Lecture 5: Multiprocessing

Announcements

  • Lab 4 has been released.

  • We are still grading Lab 2.

Concurrency

So far, we've worked in a single-process environment in JOS. However, a full operating system is generally considered to be able to run multiple processes at a time. This is called multitasking. Specifically, we take advantage of this feature to allow a single program to perform tasks simultaneously. To better understand how this works, we need to first understand some terminology.

  • Process: A logical program. Also called a "thread group", a process consists of one of more threads.
  • Thread: An exection unit in the program. Each thread has its own stack, but shares a heap with all other threads.

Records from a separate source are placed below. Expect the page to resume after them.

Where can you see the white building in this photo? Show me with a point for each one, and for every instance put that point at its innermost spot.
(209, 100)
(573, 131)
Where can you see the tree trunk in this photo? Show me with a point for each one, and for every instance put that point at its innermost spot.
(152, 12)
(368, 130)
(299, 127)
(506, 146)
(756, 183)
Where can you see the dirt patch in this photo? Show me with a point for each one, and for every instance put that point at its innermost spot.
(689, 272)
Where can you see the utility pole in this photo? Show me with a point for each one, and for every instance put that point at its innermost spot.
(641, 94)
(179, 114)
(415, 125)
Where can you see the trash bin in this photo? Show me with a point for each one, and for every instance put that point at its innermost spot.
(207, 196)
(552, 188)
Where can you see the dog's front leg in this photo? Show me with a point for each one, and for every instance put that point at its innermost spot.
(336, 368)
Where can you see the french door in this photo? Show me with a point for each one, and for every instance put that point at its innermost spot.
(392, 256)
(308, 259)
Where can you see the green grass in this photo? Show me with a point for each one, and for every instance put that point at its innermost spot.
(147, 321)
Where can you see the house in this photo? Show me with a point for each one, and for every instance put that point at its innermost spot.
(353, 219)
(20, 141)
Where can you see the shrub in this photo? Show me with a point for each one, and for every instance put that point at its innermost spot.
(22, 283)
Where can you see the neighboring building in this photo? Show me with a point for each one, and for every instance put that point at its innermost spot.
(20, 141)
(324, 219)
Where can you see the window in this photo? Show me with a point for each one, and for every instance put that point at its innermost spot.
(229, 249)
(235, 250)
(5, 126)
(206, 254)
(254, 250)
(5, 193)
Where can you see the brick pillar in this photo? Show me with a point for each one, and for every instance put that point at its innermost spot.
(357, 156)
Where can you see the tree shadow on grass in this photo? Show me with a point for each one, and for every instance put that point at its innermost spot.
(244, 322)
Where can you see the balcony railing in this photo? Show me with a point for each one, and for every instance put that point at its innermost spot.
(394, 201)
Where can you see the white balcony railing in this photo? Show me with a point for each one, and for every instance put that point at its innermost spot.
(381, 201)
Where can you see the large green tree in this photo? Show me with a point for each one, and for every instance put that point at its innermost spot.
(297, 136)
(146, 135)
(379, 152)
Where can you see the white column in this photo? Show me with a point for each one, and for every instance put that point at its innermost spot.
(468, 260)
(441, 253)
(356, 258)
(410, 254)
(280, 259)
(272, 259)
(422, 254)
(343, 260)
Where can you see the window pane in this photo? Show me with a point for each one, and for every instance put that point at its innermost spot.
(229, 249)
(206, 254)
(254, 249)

There are two types of threads: preemptable, also called "OS native", threads; and green threads, sometimes called greenlets or fibers. Both of these threads still have independent stacks, and share a heap with the other threads in the process, but the mechanism by which they are scheduled is very different. Green threads have low overhead---only the stack has to be preserved---and the context switches are handled entirely in userspace without the kernel's intervention. Unfortunately, it means that the kernel has no knowledge of the green threads, and can't do any preemption. A context switch occurs if and only if the threads yield, willingly give up control, to another thread. This brings us to yet another name for green threads: cooperative threading.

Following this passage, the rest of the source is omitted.